2.4 In vitro cell viability assay
C6 glioma cells, initially seeded at a density of 30,000 cells per well, were cultivated in 96-well plates under standard culture conditions. The cells were treated for 8 h with different concentrations (10, 50 and 100 µg/mL) of bionanocatalysts and coated bionanocatalysts diluted in serum free DMEM. Twenty-four hours prior to exposure, the culture medium was replaced with fresh serum-free medium. To assess cell viability and mitochondrial function, we employed the 3-(4,5-dimethyl-2-thiazolyl)-2,5-diphenyl-2 H-tetrazolium bromide (MTT) assay, which measures the reduction of MTT to MTT-formazan by cellular mitochondrial dehydrogenases. After exposure to orexin A and orexin B for 24 and 48 h, the cell cultures were rinsed with PBS before adding MTT (0.5 mg/ml). The cells were then incubated for 3 h at 37 °C. The formazan crystals were dissolved in 100% dimethyl sulfoxide (DMSO), and the absorbance, which is proportional to the number of viable cells, was assessed at 570 nm using a microplate reader (EnVision 2103, PerkinElmer). The mean inhibitory concentration (IC50) was calculated by calculating the four-parameter dose-response curve.

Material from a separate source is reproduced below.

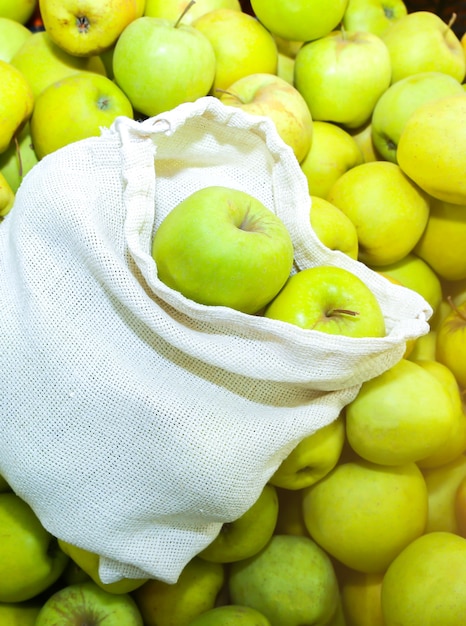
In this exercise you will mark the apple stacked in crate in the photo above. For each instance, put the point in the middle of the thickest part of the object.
(368, 513)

2.5 Immunocytochemistry and microscopy
For double labeling immunofluorescence, the cells were fixed with 2% paraformaldehyde in phosphate buffer (PBS) at room temperature (RT) for 15 min and permeated in 0.1% Triton X-100-PBS (PBS/T). After blocking for 1 h at RT (0.5% gelatin and 1.5% fetal bovine serum in PBS), cells were incubated for 1 h. at RT in a humidity chamber with antibody anti-α-tubulin monoclonal-IgG (Santacruz Biotechnology, TX, USA). The corresponding secondary antibodies to mouse-IgG were tagged with fluorescein-isothiocyanate (FITC, Jackson ImmunoResearch Labs, PA, USA), and incubated in PBS/T for 1 h at RT (1:1000 dilution). The actin cytoskeleton was stained with dye Rhodamine-Phalloidin (Invitrogen, NY, USA). In experiments with cells, in vivo labeling was done by including the fluorescent mitochondrial marker MitroTracker Deep Red (Invitrogen). Immunolabeled cells were analyzed by epifluorescence through 60x (numerical aperture (NA):1.00 W) and a 100x (NA: 1.3 Oil) Plan-Fluor Lens coupled to a Nikon Eclipse-80i Microscope (Nikon Corp, Tokyo, Japan). The images were obtained and recorded by using a Nikon digital sight-DG-Ri1 camera controlled with the Nikon NIS-Elements AR-3.0- SP7 software included in the system (Nikon Corp).
2.6 Statistical analysis
All data are presented as the mean ± standard error of the mean and 95% confidence interval. Statistical tests and biological replicates are indicated in the figure captions. All statistical analyses were performed with GraphPad Prism v8.0 software. An alpha level of p < 0.05 was set as the threshold for significance.
3 Results and discussion
3.1 Cytotoxicity through bionanocatalytic activity
The cytotoxic effect in terms of cell viability of glioma C6 cells treated with different concentrations of bionanocatalysts is shown in Fig. 1. As can be seen, the mixed oxide catalytic matrix does not generate a significant decrease in the percentage of cell viability with respect to untreated cells. In contrast, the copper-coated bionanocatalyst generated a significant shift in the number of viable cells from the concentration of 10 µg/mL. This phenomenon suggests a high intrinsic biocompatibility of the oxide matrix by not exerting considerable cell death, while the coating with copper groups considerably increases the cytotoxic activity of the bionanocatalyst. Pure copper cytotoxicity evaluation is included as a control. The cytotoxicity of copper-coated nanocomposites is widely known [15], its main mechanisms of action being DNA damage through catalytic formation of reactive oxygen species [46]. In previous work, we have demonstrated the high dispersion of copper-coating nanostructured agents in oxide matrices [11, 27, 28]. As in the present work, the coating with the cuprous derivatives gave the bionanocatalysts enhanced antineoplastic properties. In particular, these copper-coated bionanocatalysts were found to exert part of their cytotoxic activity due to the catalytic degradation of the DNA [22].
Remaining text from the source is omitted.